What's that? What's the sum of 1 over i, i from 1 to infinity? It's infinite. Remember those harmonic number? i going from 1 to n gives you about log n. Remember that, the book stacking thing? i going from 1 to infinity, that's infinity.

So in fact, your expected latency is infinite. And you just published a paper saying it was 10 milliseconds, maybe nine. So it's very dangerous to just take a bunch of the points, add them up, and average them and say that is the answer. Especially if you have some reason to believe the distribution looks like this and it really is something like that. It could be infinite.

Now in some cases, if your distribution is very well behaved, averaging your sample points is the perfect thing to do. But it helps to know it's not necessarily the case that's a good way to go. Any ideas what went wrong? Yeah.

AUDIENCE: I have a question. What would be your probability be over i squared?

PROFESSOR: Yeah, what would happen then? If in fact, it was 1 over i squared. So you need to do this sum. Here's a good review question for the final. What method do you use to estimate that? Remember the how do we do that? Is that infinite? No. He used the integration bound.

And you'll see what this is pretty small. It'll be, what, 1 and a 1/2, 2, something like that where we can do the integration method here. So huge difference. This is O of 1. This is bounded. Probably less than 2, if we did the integration method. So huge difference here in what the outcome is.

Now, how can it be that I've got something with expected infinite value and I average 100 points and I got 10 milliseconds? Yeah.

AUDIENCE: The infinite value comes from the fact that there is a decent probability that delay is going to be huge. However, if you only take a finite number of sample points, then chances are you're not going to get any monstrous delays.

PROFESSOR: Exactly. The chance of seeing anything beyond 100 milliseconds is 1 in 100. So I'm probably not going to see. In a sample size of 100, almost surely I won't see something that takes a second, 1,000 milliseconds. But yet it's those rare sample points that are causing that sum to blow up. If I sum that from 1 to 100, I get log of 10. Pretty small. So I get log of 100, which is pretty small.

So what's happening when you do your finite sample is you're missing the big guys which are very rare, but enough to blow up your expectation. Now, you can draw two conclusions from that. One of them is just we did.

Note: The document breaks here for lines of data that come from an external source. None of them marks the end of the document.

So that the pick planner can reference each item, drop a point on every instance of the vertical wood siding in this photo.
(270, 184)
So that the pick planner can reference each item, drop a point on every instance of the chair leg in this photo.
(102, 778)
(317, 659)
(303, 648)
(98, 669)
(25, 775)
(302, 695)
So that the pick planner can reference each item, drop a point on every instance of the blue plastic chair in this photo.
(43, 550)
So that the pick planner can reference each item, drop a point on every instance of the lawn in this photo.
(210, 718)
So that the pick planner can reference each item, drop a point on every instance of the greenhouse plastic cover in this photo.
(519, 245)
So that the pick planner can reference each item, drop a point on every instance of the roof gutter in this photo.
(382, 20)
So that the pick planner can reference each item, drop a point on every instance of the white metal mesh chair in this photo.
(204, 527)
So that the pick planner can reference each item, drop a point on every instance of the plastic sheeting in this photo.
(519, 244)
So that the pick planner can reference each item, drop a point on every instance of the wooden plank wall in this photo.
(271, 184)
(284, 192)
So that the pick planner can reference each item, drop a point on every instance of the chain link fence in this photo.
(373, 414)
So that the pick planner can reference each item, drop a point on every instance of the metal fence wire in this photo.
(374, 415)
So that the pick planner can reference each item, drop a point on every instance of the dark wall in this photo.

The other is, well, expectation's the wrong measure. And really what we should be doing is looking at only 1,000 sample points or something like that.

But in practice of using the thing over and over again, eventually you're going to get hit with a whopper. Sometimes you'll see people take data points out when they're really the big ones. They say, oh, well, that was an anomaly. I take that out and then we compute the average. Yeah?

AUDIENCE: How much would you pay to play a game where the pair would the be the latency of the packet?

PROFESSOR: What's that?

AUDIENCE: How much do you pay to play a game where the pair would be the latency of the packet?

PROFESSOR: All right. That's a big number. If that was my losses here, that's tough. I'd bet anything up against that. To get a payoff of infinity? You'd pay $1,000 to play that game. Now, you'd want to play it for a long time to get that big payoff, right? But eventually that's what it's going to be. Any questions? People understand the issue here and what to worry about when you all do that someday? Yeah.

AUDIENCE: [INAUDIBLE].

PROFESSOR: Yeah, now here you don't know for a fact this is it. But you could model and you start seeing these. You fill in the points and you say, it looks like this, let's assume that's what it was, then here's the result. If it looks like it's 1 over i squared, you can say, let's assume that's what it is and then you get a different result. But you take the various cases and consider them to do it.

Or you could say, I take the expectation assuming I never get a point bigger than 100. And I limit it that way. And then you're safe at that point and you can get away with it. But to blindly go out there and say here it is, not so reliable.

The expected value does have a lot of useful properties. And the most important is called linearity of expectation. And we'll spend the rest of today and some of next time talking about it. And quite possibly it's one of the reasons people use it so much instead of other things you might think about.

The theorem, and this may be the most important theorem on probability. For any random variables, R1 and R2, on a probability space S, the expected value of R1 plus R2 equals the expected value of R1 plus the expected value of R2. Very simple. It's another way of saying expectation is a linear function.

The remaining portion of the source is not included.